Senate Majority Leader Mitch McConnell has promised a swift repeal of Obamacare, one of Donald Trump's campaign promises as well. Congressional Republicans have worked out how to essentially gut it, even though they can't totally repeal it, without coming up against a Democratic filibuster in the Senate already, having passed a repeal bill through budget reconciliation, a bill that was vetoed by President Obama.
That bill, the "Restoring Americans' Healthcare Freedom Reconciliation Act of 2015," would eliminate Obamacare programs to provide Medicaid coverage for Americans near or below the poverty line. It would eliminate subsidies to help middle-income Americans buy their own insurance on new marketplaces. It would eliminate tax penalties for the uninsured, meant to urge everyone to obtain health insurance. And it would eliminate a number of taxes created by the law to help fund those programs. (It was written to kick in after two years, meaning the programs wouldn’t disappear immediately.)
We don't know, of course, exactly what legislation a new Congress would pass. And we can't be sure that the vote would go down the same way a second time. But last year's bill is a good template for what Republican leadership believes it can achieve through the special process. The Republican-led House has voted for dozens of total and partial Obamacare repeal bills. If we believe Donald J. Trump, who has vowed repeatedly to repeal Obamacare, he would seem likely to sign such a bill.
The reality of doing this is the reality that as many as 22 million people would then lose health insurance both through removing subsidies and by realizing their dream of dismantling Medicaid as it currently exists and turning it into a block grant, which states could then raid.
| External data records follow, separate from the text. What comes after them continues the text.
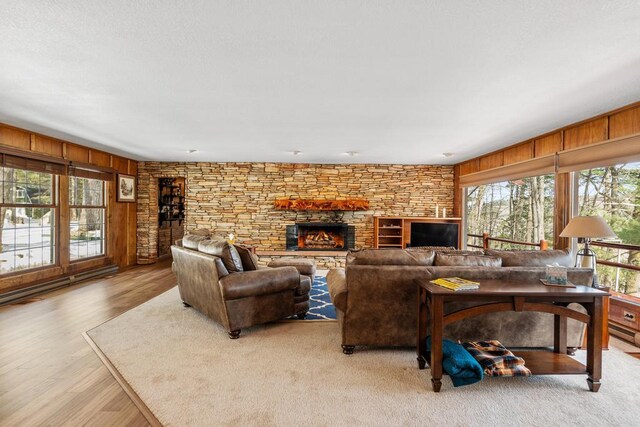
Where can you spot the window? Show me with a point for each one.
(87, 206)
(614, 193)
(27, 219)
(519, 210)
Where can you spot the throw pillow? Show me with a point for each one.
(191, 241)
(226, 251)
(248, 258)
(445, 259)
(533, 258)
(390, 257)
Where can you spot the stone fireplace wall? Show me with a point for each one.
(239, 197)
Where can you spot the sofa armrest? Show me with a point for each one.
(259, 282)
(337, 284)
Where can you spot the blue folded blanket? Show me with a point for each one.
(458, 363)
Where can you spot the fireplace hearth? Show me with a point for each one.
(320, 236)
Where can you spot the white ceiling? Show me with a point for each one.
(249, 80)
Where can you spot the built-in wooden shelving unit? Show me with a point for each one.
(395, 232)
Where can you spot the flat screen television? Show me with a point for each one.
(434, 234)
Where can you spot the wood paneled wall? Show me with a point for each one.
(614, 124)
(121, 217)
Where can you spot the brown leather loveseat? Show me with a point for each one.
(376, 296)
(224, 282)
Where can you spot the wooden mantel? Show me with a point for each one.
(322, 205)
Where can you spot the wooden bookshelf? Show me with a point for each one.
(395, 231)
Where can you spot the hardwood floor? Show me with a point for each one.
(49, 375)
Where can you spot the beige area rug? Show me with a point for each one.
(188, 372)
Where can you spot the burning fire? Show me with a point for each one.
(320, 239)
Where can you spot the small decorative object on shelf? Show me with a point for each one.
(170, 200)
(322, 205)
(556, 275)
(126, 191)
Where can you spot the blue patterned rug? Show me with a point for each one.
(320, 306)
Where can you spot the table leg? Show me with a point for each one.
(594, 344)
(559, 334)
(436, 341)
(423, 319)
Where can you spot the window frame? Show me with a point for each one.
(104, 206)
(55, 207)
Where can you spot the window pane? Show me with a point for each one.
(614, 193)
(86, 192)
(87, 232)
(28, 236)
(520, 210)
(26, 187)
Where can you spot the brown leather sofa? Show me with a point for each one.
(224, 282)
(376, 296)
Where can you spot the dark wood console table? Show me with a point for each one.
(496, 296)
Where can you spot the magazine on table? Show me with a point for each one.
(456, 283)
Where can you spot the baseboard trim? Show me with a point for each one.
(19, 294)
(144, 409)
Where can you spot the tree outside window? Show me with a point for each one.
(614, 193)
(27, 219)
(520, 209)
(87, 206)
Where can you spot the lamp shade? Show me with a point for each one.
(588, 227)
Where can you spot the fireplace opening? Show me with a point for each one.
(320, 236)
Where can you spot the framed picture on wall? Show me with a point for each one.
(126, 191)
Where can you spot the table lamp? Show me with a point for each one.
(587, 228)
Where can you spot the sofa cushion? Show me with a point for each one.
(390, 257)
(432, 248)
(533, 258)
(248, 258)
(448, 259)
(191, 241)
(204, 232)
(226, 251)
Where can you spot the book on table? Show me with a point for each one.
(456, 283)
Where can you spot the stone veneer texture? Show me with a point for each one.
(239, 197)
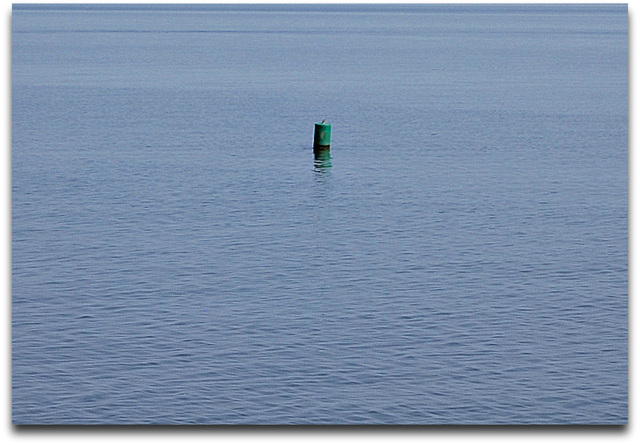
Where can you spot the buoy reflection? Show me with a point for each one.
(322, 159)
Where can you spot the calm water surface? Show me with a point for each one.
(179, 257)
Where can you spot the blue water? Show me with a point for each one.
(178, 256)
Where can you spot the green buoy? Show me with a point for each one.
(322, 136)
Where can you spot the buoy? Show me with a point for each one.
(322, 136)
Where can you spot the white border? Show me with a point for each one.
(581, 436)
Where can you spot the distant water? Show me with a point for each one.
(179, 257)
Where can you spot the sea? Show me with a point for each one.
(181, 256)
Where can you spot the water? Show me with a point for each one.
(179, 256)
But that could take a while and could come up against opposition outside of government. As Larry Levitt, health expert at Kaiser Family Foundation writes, there is "no precedent for unwinding a public benefit affecting as many people as the ACA." He makes another point: "Health industries have shifted their business plans in response to the ACA. This will be a turbulent and uncertain time for them."
That's echoed and expanded upon by Dan Diamond.
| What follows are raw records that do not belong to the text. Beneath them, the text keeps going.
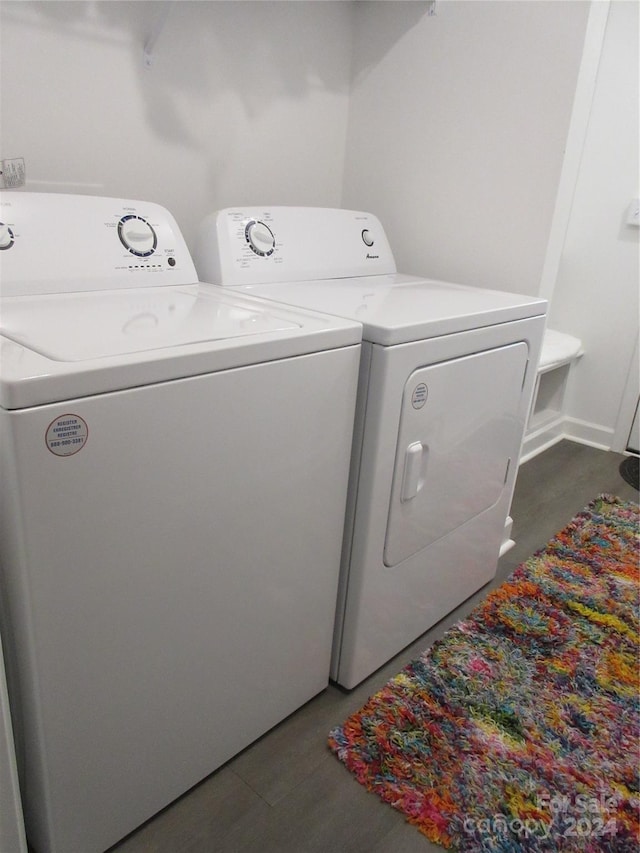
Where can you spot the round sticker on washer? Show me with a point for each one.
(419, 396)
(66, 435)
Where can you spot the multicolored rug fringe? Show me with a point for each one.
(519, 729)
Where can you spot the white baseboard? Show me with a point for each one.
(572, 429)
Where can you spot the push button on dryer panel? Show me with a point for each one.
(6, 236)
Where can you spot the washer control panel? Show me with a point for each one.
(240, 246)
(55, 243)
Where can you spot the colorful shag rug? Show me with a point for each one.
(519, 729)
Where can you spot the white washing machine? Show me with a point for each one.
(446, 379)
(174, 476)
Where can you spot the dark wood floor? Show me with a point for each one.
(287, 793)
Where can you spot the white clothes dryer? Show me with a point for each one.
(446, 379)
(174, 476)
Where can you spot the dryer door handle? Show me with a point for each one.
(415, 468)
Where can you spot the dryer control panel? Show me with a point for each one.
(263, 245)
(56, 243)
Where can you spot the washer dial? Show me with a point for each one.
(6, 236)
(137, 236)
(260, 238)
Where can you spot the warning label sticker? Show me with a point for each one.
(419, 396)
(66, 435)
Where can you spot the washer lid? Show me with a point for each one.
(62, 346)
(397, 309)
(83, 326)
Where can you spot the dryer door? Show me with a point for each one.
(459, 433)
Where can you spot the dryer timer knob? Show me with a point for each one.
(260, 238)
(137, 236)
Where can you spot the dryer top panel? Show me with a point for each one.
(396, 309)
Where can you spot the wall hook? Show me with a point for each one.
(158, 25)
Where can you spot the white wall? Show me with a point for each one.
(245, 102)
(596, 293)
(457, 130)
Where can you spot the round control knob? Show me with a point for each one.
(6, 236)
(137, 236)
(260, 238)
An unlikely Obamacare savior: The health care industry. With Democrats out of power, the industry that they've often lambasted may emerge as one of the only checks on Republicans' effort to roll back the law. Given that hospitals, drug makers and even some insurers have benefited from Obamacare's coverage expansion and other reforms, they could push the GOP to preserve some elements that favor them.
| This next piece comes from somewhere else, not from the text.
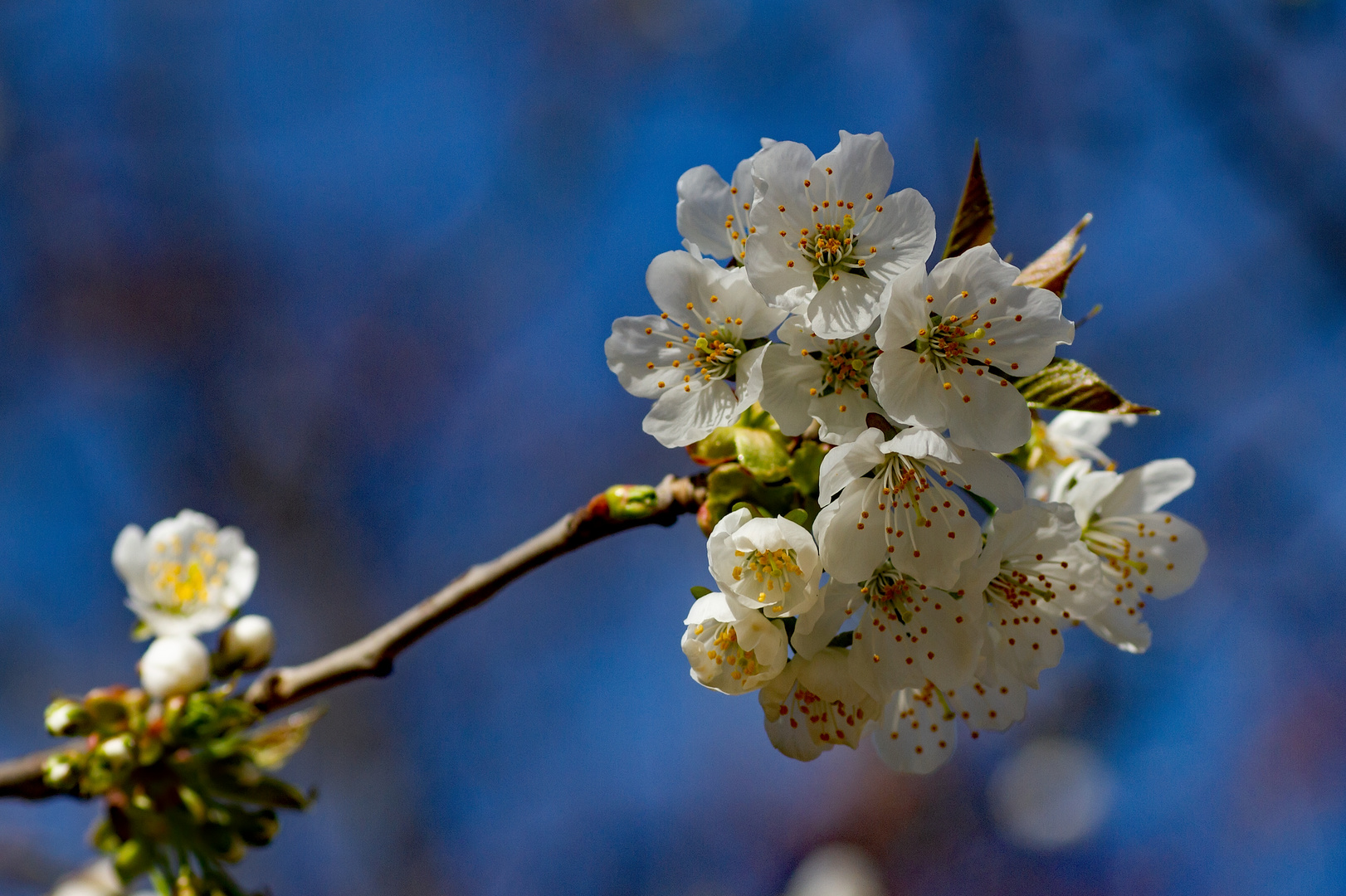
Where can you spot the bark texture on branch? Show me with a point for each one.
(373, 654)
It's been a massive reengineering for many insurance companies, and they stand to lose a lot of customers (as well as a handy excuse for premium increases, before it was just greed and now they can blame Obamacare). They might just fight to keep their share of this pie, or some little slice of it. But any way you cut it, Republicans are going to do everything in their power to take health insurance away from millions. Congressional Democrats cannot be complicit in that.